Led by Dionisios Vlachos, professor of chemical engineering, the team includes Babatunde Ogunnaike, the William F. Friend Chair of Chemical Engineering at UD, as well as Markos Katsoulakis from the University of Massachusetts and Petr Plechac from the University of Tennessee.
The four-year $860,000 grant was awarded through the agency's Cyber-Enabled Discovery and Innovation (CDI) program. CDI is designed to create revolutionary science and engineering research outcomes through the use of computational concepts, methods, models, algorithms and tools.
According to Vlachos, the development of the proposed framework is driven by a technologically high-impact area: the engineering of materials formed via spontaneous self-assembly. Self-assembly enables “bottom-up” fabrication of nanomaterials from individual building blocks such as atoms, molecules and nanoparticles for applications ranging from solar cells and magnetic storage media to catalysts and membranes.
“The spontaneous character of self-assembly offers great promise for easy and inexpensive scale-up of devices for commercial use,” Vlachos says. “However, the reproducible control and design of such emergent systems, whose behavior is very unpredictable, has eluded researchers. We hope to develop a mathematical and computational framework that will enable the design and manufacture of materials with tailored properties.”
The work is “cyber-enabled” in that it will involve the use of computers as not only a computational tool but also a means to develop virtual experiments and a way for researchers at multiple locations to work together. In addition, the project will bring a new perspective to the education of students through the exchange of knowledge between applied mathematicians and chemical engineers.

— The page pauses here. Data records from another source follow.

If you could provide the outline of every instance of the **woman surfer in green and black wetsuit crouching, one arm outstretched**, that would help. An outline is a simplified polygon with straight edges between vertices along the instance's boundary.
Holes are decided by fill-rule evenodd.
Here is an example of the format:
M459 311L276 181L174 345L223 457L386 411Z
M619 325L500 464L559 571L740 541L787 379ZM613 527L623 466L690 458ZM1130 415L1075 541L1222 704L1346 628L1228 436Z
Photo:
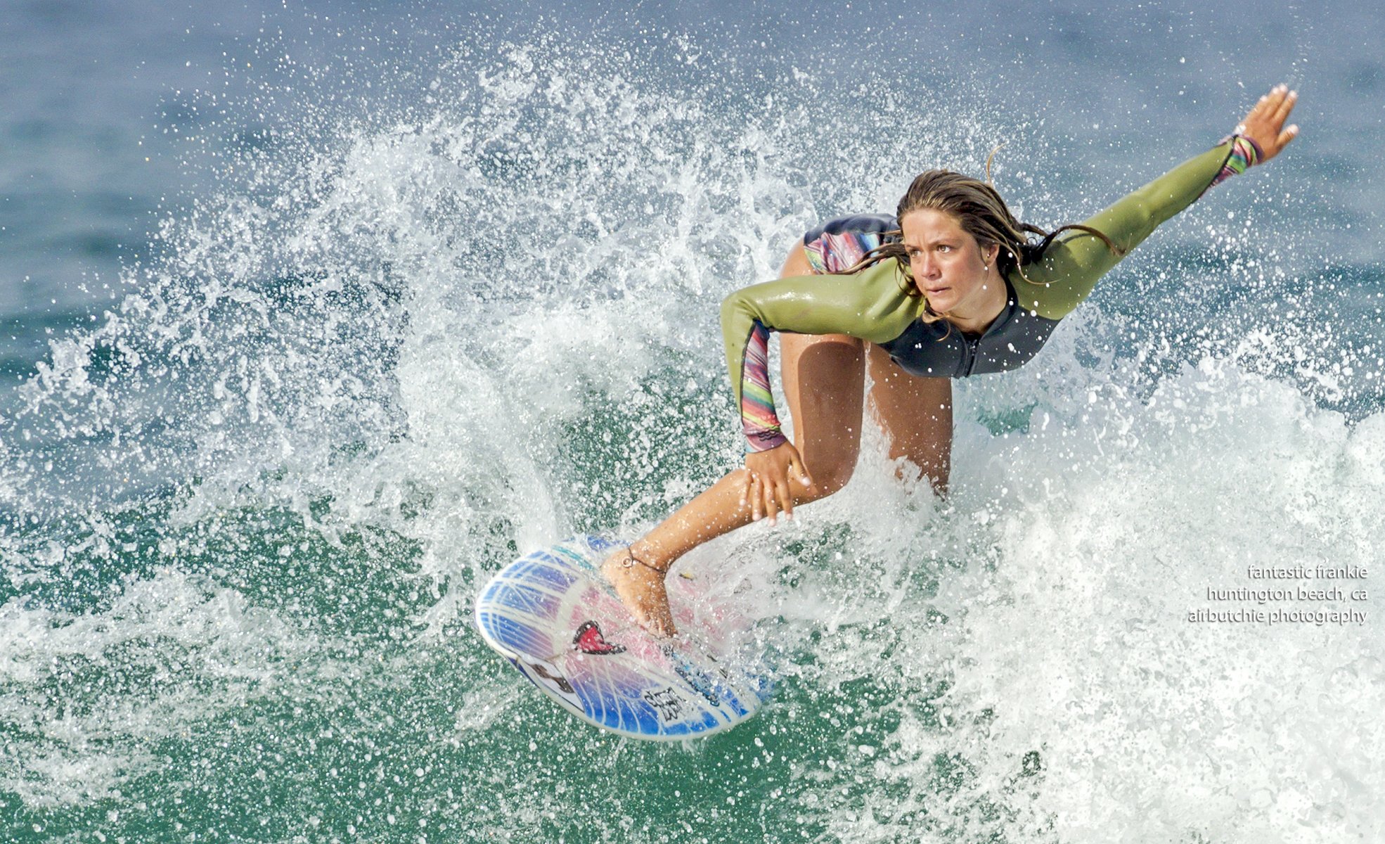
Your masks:
M663 578L680 556L751 521L841 489L860 448L864 373L891 457L947 484L951 378L1015 369L1097 280L1209 187L1274 158L1298 134L1280 85L1224 141L1082 225L1018 222L989 184L918 176L897 213L832 220L795 247L780 279L727 297L722 330L747 437L737 468L680 507L602 574L640 624L673 635ZM1039 240L1030 240L1029 236ZM850 273L850 277L845 277ZM796 445L780 432L767 371L781 331Z

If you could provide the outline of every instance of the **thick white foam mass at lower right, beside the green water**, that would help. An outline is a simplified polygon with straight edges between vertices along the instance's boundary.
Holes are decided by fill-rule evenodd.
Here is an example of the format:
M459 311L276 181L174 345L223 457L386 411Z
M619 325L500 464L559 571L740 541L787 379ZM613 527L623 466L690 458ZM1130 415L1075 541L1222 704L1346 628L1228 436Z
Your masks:
M1119 392L1109 370L1084 373L1094 395ZM859 532L856 560L781 596L799 628L832 633L814 679L902 675L927 697L946 682L932 701L942 729L899 701L874 766L909 783L907 798L835 814L834 834L897 840L896 822L924 811L1024 840L1379 836L1385 638L1371 581L1310 583L1367 600L1280 604L1356 610L1361 622L1188 614L1208 607L1208 588L1265 586L1248 565L1377 564L1385 416L1348 425L1291 387L1205 359L1145 401L1087 402L1065 387L1026 431L967 421L1001 388L958 391L949 507L920 511L881 489L875 453L838 499L801 514ZM939 557L961 565L940 570L936 597L900 600L907 570ZM928 610L947 622L929 624ZM886 660L871 632L882 615L902 639ZM1014 786L1035 751L1042 775ZM958 793L936 787L936 761L953 757L971 771ZM978 818L982 804L999 816Z

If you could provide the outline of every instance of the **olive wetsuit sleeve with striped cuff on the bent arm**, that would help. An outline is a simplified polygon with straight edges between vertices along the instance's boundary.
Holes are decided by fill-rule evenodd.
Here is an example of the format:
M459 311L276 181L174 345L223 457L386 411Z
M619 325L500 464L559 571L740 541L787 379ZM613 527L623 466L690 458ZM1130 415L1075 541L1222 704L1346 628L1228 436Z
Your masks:
M769 333L849 334L888 342L924 310L893 259L852 276L791 276L738 290L722 302L722 341L747 449L787 442L769 380Z

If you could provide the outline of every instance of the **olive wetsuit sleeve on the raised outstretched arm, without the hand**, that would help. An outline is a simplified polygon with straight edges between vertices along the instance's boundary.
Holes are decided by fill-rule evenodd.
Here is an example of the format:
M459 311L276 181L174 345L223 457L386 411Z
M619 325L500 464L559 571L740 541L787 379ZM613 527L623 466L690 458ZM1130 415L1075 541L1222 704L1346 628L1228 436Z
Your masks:
M1114 205L1083 220L1084 225L1105 233L1122 254L1129 254L1165 220L1179 213L1201 197L1208 187L1222 182L1231 172L1241 172L1253 159L1235 169L1235 155L1245 155L1246 148L1238 147L1237 139L1227 139L1206 152L1159 176L1150 184L1116 201ZM1253 148L1251 148L1253 155ZM1086 231L1066 231L1043 254L1036 265L1024 267L1025 277L1011 276L1011 283L1024 308L1035 310L1044 319L1062 319L1072 312L1097 285L1122 255L1118 255L1100 237Z

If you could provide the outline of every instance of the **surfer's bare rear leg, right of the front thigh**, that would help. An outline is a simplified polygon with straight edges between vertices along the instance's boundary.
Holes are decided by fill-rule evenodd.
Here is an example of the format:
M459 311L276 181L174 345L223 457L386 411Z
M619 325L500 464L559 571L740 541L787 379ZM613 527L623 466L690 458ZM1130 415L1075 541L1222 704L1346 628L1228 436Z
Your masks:
M889 437L889 457L907 457L947 495L951 471L951 378L918 378L895 366L885 349L867 344L870 407Z

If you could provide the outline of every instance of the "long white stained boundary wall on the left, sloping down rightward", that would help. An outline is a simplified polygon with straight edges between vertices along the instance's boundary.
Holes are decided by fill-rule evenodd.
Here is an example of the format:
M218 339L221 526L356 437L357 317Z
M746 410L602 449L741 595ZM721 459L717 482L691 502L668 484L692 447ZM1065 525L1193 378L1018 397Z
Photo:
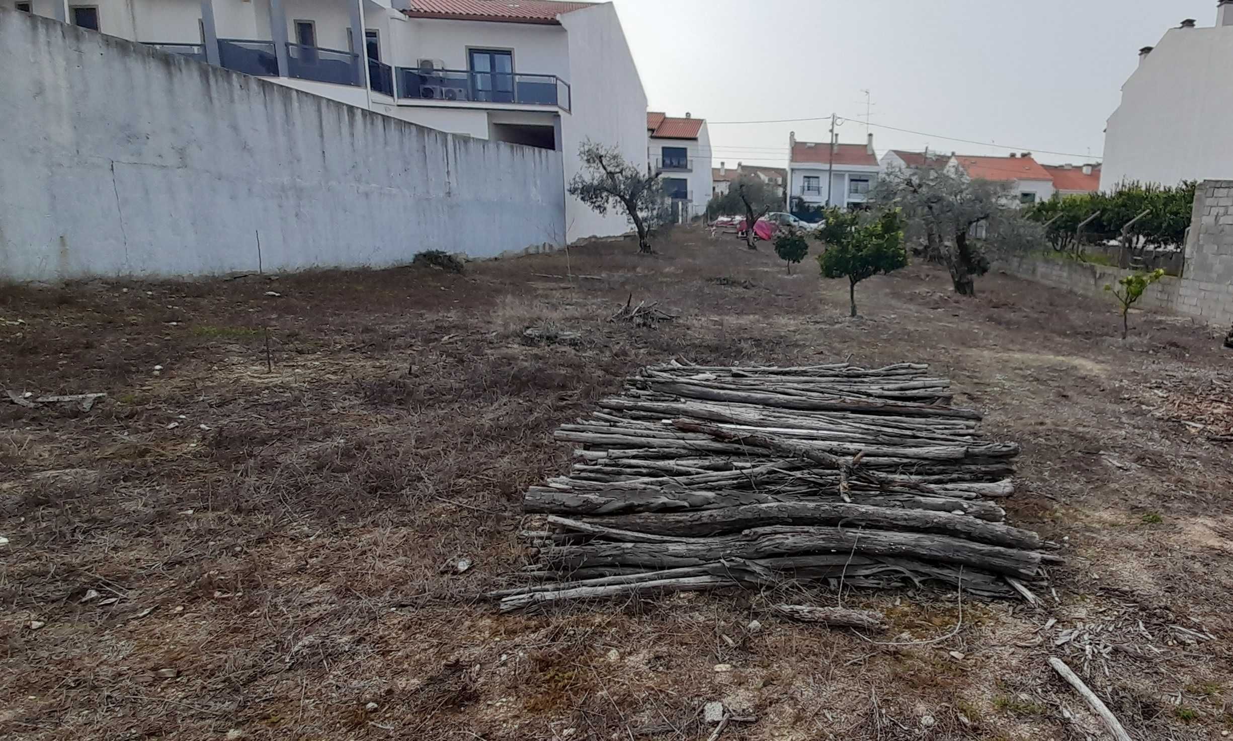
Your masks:
M565 244L560 152L446 134L0 6L0 280Z

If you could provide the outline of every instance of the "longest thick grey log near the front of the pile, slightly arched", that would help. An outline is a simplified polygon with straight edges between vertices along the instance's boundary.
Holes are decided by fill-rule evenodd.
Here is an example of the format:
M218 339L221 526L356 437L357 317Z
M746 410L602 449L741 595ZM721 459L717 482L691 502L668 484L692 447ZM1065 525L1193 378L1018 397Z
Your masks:
M552 547L541 551L554 570L597 563L682 568L700 566L723 557L768 559L809 554L858 554L956 563L994 573L1032 578L1044 560L1037 551L1015 550L973 542L947 535L840 528L772 526L720 535L688 542L607 542Z

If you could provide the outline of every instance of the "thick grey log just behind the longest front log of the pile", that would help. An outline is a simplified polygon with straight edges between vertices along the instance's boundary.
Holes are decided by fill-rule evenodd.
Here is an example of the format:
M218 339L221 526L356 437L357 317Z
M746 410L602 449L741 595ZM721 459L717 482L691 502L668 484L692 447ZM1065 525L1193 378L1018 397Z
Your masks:
M697 538L771 525L852 525L910 533L936 533L1012 549L1044 546L1041 536L964 514L843 502L777 502L697 512L656 512L589 518L587 523L661 536Z

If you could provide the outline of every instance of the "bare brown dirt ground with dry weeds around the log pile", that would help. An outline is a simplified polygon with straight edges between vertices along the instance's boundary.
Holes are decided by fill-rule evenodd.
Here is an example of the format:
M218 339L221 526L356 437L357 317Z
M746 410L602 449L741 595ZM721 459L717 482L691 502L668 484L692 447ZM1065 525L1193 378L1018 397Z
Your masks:
M1137 314L1123 343L1111 303L1001 275L964 300L928 266L861 284L848 319L811 260L788 276L689 231L657 248L5 289L0 386L109 396L0 397L0 737L692 740L708 700L757 716L729 741L1106 737L1051 655L1137 739L1233 732L1233 445L1208 438L1233 354L1213 330ZM607 323L631 293L681 318ZM529 325L583 340L526 344ZM953 637L895 646L730 593L477 600L525 562L520 492L570 455L554 427L676 355L933 364L1023 445L1009 509L1067 544L1055 594L965 599ZM883 642L961 620L954 594L806 597L885 610Z

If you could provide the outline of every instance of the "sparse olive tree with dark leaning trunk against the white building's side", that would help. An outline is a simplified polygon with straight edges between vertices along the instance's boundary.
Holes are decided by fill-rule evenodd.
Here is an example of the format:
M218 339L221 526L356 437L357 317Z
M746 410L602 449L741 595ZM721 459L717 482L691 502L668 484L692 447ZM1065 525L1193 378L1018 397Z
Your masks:
M615 147L586 141L578 147L582 169L570 181L570 195L600 216L620 208L637 232L637 250L651 252L651 229L667 213L658 173L625 162Z

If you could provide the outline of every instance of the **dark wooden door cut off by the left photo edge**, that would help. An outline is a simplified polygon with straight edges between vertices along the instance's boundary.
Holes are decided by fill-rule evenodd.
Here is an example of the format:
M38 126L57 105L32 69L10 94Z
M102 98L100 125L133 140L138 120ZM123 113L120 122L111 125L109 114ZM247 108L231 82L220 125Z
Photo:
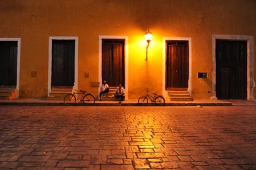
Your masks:
M0 86L17 85L17 41L0 41Z

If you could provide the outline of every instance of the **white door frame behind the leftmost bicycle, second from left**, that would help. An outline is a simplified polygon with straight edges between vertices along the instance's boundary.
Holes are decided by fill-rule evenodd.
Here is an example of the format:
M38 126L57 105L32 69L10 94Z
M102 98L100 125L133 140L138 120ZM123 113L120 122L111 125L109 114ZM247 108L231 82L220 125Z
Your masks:
M75 40L75 82L74 89L78 87L78 37L49 37L49 58L48 58L48 96L51 92L51 62L52 62L52 47L53 40Z

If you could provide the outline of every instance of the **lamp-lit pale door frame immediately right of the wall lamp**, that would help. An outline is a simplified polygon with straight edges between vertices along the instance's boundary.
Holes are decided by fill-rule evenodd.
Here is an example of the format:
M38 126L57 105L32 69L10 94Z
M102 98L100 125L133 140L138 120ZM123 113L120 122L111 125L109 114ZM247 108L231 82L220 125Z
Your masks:
M192 50L191 50L191 37L163 37L163 70L162 70L162 80L163 80L163 83L162 83L162 94L164 96L167 95L167 90L165 90L165 83L166 83L166 80L165 80L165 72L166 72L166 64L165 64L165 59L166 59L166 41L188 41L189 44L188 44L188 47L189 47L189 77L188 77L188 82L187 82L187 91L189 92L189 94L191 95L191 89L192 89L192 85L191 85L191 61L192 61Z

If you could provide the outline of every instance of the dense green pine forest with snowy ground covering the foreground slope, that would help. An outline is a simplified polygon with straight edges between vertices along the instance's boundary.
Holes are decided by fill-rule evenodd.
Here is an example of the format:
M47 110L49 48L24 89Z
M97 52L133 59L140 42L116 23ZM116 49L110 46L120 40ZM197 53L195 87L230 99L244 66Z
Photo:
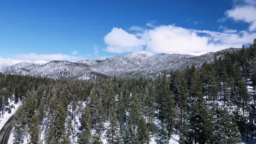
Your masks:
M240 143L256 131L256 39L212 63L154 78L52 80L0 74L0 106L21 101L15 143Z

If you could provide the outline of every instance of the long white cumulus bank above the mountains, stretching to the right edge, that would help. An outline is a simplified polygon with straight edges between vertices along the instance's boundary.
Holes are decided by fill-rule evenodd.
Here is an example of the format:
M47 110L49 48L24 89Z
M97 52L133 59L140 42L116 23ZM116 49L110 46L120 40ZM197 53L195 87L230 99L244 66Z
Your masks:
M222 32L199 31L174 25L144 29L135 34L113 28L105 37L108 52L149 51L201 55L229 47L252 43L256 33L222 27Z

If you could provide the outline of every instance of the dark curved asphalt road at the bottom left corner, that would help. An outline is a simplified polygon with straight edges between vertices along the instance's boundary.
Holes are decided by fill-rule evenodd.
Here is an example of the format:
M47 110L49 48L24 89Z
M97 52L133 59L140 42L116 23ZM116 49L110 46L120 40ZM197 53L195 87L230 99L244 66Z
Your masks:
M13 121L13 116L11 116L8 121L4 124L4 127L0 131L0 143L7 144L9 140L9 136L11 133L11 129L13 129L11 122Z

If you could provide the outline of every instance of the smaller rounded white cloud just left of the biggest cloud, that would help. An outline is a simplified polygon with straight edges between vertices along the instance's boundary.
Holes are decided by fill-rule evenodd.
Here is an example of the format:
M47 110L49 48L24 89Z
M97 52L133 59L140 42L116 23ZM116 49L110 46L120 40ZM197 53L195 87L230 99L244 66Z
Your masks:
M107 45L106 51L122 53L143 50L143 40L138 39L135 34L130 34L121 28L113 28L104 37Z

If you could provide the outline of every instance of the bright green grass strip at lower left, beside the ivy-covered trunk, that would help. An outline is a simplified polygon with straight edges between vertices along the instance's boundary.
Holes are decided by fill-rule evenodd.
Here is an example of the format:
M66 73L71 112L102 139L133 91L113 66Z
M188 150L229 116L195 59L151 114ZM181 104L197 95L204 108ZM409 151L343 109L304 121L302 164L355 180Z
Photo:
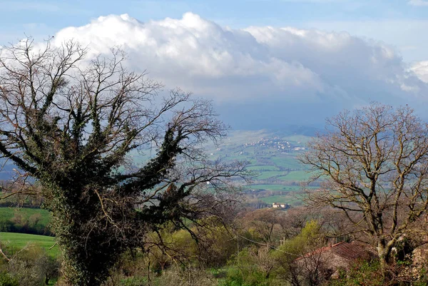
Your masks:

“While we know quite a bit about control of large-scale industrial processes,” Vlachos says, “control at the nanoscale presents major challenges for the entire materials community. Slight alterations in processing conditions can result in significant changes in material properties. It's a case where the 'whole doesn't equal the sum of the parts.' We're hoping that this research will eliminate some of the uncertainty associated with these processes.”